Our data showed no relationship between the composite therapy index and post‐implantation plasma transgenic FVIII levels. The composite therapy index for intramuscular implantation (10742) and intravenous infusion (8884) which showed modest or undetectable plasma human FVIII, respectively, were more than twice as high as the composite therapy index for intramedullary implantation (3684) which resulted in plasma samples with consistently highest plasma human FVIII levels for at least 48 weeks. Intravenously infused BMSCs were completely ineffective despite a high composite therapy index, consistent with rapid destruction by complement activation.5
Autologous cell therapy could be advantageous over factor replacement which is costly and requires frequent venous access. Cryopreserved BMSCs remain functional and can be used for repeat treatments. However, several improvements are essential for genetically modified autologous BMSC therapy to be clinically feasible. Techniques for transfecting primary BMSCs with non‐viral plasmid vectors which induce less cell death than electroporation are needed. More efficient transgene integration methods which do not greatly reduce cell viability would be preferable to ZFN. Whether the CRISPR/Cas9 technology could overcome these limitations is worth investigating.

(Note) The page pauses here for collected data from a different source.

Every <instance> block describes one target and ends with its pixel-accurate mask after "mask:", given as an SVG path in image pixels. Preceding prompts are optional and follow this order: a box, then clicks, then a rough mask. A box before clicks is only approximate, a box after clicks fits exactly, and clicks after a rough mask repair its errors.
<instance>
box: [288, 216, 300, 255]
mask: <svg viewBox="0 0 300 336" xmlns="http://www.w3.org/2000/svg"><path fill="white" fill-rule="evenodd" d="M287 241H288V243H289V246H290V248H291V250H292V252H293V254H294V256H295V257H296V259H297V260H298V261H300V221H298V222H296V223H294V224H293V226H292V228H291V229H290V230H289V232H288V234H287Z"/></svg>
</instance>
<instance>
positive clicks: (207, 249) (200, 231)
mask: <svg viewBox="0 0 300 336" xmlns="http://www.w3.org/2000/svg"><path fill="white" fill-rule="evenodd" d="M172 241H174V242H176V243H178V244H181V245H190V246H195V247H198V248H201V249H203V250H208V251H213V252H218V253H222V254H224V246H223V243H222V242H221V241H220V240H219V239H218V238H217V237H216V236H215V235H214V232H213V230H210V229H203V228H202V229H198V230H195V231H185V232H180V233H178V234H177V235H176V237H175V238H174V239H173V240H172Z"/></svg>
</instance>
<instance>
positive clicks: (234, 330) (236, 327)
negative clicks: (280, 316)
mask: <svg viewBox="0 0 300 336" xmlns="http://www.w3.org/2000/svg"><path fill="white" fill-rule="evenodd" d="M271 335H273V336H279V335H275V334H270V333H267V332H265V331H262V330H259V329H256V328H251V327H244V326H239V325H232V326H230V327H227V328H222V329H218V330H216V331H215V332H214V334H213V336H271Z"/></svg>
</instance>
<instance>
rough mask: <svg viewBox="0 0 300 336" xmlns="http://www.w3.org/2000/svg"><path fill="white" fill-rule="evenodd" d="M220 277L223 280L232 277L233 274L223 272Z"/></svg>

Despite these limitations, evidence of durable FVIII secretion after intramedullary implantation of autologous BMSCs in this study should encourage further attempts in this direction. Our data show the importance of the intramedullary microenvironment for engraftment of FVIII‐secreting BMSCs and advocate continuing efforts to develop genetically modified autologous BMSCs for haemophilia A treatment.
CONFLICT OF INTEREST
The authors confirm that there are no conflicts of interest.
AUTHOR CONTRIBUTIONS
Sze Sing Lee performed experiments, data management and manuscript writing. Jaichandran Sivalingam, Ajit J. Nirmal performed experiments; reviewed manuscript. Wai Har Ng performed experiments. Irene Kee, In Chin Song, Chin Yong Kiong, Kristoffer A. Gales performed veterinary management and procedures. Frederic Chua performed veterinary consultations. Edgar M. Pena performed veterinary oversight and assessment. Bryan E. Ogden performed veterinary procedures and oversight. Oi Lian Kon performed conception and design, data analysis, manuscript writing.
ACKNOWLEDGEMENTS
This work was supported by a grant from the National Medical Research Council, Singapore (CIRG 1326/2012).
Lee SS, Sivalingam J, Nirmal AJ, et al. Durable engraftment of genetically modified FVIII‐secreting autologous bone marrow stromal cells in the intramedullary microenvironment. J Cell Mol Med. 2018;22:3698–3702. https://doi.org/10.1111/jcmm.13648
Sze Sing Lee, Jaichandran Sivalingam and Ajit J. Nirmal contributed equally to this study.